A dead-blow hammer is a specialized mallet helpful in minimizing damage to the struck surface and in controlling striking force, with minimal rebound from the struck surface. The minimal rebound is helpful in avoiding accidental damage to precision work, especially in tight locations and in applications such as maintenance work on hydraulic cylinders.

Description
The head of the dead-blow hammer can be solid or hollow (often partially filled with loose steel shot), which distributes the energy of the strike over a longer period of time and reduces rebound. If a filled hammer head breaks while in use, it is likely to scatter a spray of the loose filler particles in the vicinity. Therefore, use of a traditional hollow dead-blow hammer may be restricted in certain settings, such as a manufacturing clean room, where contamination by foreign material could occur. 

Solid-head dead-blow hammers are usually made of rubber or resilient plastic (such as ultra high molecular weight plastic, UHMW) and rely on the inherent properties of the material to absorb shock and reduce rebound. Commonly constructed of polyurethane, dead-blow hammers regularly appear in solid orange or black. Composite heads and fiberglass handle models are also available, with optional shock-absorbent rubber grips. A variant design omits the handle entirely; the dead-blow head is gripped directly in the hand, for use in tight locations.

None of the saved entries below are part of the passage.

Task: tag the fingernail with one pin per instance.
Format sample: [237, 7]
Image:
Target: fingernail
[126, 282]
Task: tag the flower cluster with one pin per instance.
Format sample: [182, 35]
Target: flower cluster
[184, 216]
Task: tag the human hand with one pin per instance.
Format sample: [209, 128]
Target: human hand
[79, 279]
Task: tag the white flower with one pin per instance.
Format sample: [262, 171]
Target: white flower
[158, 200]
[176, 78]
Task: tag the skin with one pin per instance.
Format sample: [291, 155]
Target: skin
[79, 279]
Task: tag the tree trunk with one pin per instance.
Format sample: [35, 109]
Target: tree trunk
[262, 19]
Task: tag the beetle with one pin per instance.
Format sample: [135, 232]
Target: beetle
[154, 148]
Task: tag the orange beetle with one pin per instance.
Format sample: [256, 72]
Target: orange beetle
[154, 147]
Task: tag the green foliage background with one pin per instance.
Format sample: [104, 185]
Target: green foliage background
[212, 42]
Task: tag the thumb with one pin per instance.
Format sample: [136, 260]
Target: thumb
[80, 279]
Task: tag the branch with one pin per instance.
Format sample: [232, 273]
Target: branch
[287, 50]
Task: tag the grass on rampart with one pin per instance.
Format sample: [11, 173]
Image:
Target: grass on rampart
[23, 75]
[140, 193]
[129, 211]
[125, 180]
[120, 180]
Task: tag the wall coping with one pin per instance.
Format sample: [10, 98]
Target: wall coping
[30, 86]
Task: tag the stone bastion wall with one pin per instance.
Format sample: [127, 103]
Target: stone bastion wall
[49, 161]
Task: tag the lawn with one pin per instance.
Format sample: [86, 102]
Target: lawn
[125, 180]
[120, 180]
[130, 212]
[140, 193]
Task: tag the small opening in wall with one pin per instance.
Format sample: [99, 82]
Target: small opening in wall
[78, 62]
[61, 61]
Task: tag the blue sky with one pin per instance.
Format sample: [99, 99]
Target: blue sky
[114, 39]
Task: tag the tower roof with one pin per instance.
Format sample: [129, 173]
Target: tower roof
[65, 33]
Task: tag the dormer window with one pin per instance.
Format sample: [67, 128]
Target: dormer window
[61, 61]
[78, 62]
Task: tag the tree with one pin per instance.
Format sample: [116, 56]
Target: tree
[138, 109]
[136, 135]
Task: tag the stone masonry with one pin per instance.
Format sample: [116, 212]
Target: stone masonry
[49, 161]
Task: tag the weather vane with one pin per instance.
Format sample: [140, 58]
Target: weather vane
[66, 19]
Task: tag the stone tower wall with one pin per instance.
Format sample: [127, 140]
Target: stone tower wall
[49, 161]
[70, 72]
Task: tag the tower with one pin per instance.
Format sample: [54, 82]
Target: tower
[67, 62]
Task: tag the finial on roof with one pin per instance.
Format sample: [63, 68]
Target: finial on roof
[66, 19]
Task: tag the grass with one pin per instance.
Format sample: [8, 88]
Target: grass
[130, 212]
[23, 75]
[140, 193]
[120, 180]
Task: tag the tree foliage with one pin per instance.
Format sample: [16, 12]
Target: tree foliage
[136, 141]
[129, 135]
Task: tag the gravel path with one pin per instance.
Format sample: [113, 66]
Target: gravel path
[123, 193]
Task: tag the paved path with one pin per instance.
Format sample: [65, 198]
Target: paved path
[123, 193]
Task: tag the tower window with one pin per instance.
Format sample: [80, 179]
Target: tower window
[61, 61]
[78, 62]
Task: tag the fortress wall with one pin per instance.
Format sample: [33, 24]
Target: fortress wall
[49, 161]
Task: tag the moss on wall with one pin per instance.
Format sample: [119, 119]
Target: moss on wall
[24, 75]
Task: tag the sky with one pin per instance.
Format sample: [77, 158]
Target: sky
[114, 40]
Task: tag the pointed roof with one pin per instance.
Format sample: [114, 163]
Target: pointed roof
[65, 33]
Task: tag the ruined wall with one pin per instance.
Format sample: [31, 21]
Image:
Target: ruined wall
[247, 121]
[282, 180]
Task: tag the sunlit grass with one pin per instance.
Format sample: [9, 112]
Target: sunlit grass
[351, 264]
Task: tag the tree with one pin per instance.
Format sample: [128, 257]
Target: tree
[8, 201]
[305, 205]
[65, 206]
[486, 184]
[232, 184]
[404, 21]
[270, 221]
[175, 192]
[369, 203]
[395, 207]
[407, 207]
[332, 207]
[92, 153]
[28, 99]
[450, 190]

Some dead-blow hammers have replaceable striking faces, attached by screwing or pressing them into place on the main body of the hammer. These replaceable inserts allow selection of the appropriate hardness for the striking face to reduce damage to an object being hammered, while optimizing the energy transfer of impact. Also, worn or damaged inserts can be replaced without discarding the entire handtool.

Principle of operation

In a conventional solid-head hammer, the force of the entire solid mass of the head is delivered at the moment of impact. Compared to a conventional hammer of similar weight, a dead-blow hammer conveys less peak force, spread over a longer time.

At the moment the face of the hammer head contacts the surface being struck, the sand or shot within the head is effectively trailing it (due to inertia, it is collected at the opposite end of the head). The force imparted by this additional loose mass within the head is not imparted to the struck surface at the moment of contact. Instead, this force is spread out over some period of time, as the sand or shot descends to fill the "face" end of the head. Such a blow is less "sharp" than that of the conventional hammer and feels more "dead" (less elastic rebound) to the user, hence the name.

Applications
In automotive repair, dead-blow hammers are commonly used for chassis work, dislodging stuck parts and sometimes used for hubcap installation and removal (e.g. knock-off hubs). They can be used to pop out small dents when doing auto body repair. They allow controlled use of impact force when performing engine or transmission repair.

In maintenance of hydraulic machinery and aerospace work, dead-blow hammers are useful in freeing stuck cylinders without damaging their precision-formed surfaces or any nearby bearings.

Dead-blow hammers are used in woodworking to knock joints together or apart without denting the wood pieces being worked on.

In metalworking, a dead-blow hammer can be used to properly seat the workpiece against parallels in a machine vise.

Dead-blow hammers are sometimes used in orthopedic surgical procedures. The tools are also used in telecommunications to form large diameter cables within cable runs.

Deadblow mallets are also used in the installation of commercial and residential slab marble and granite applications.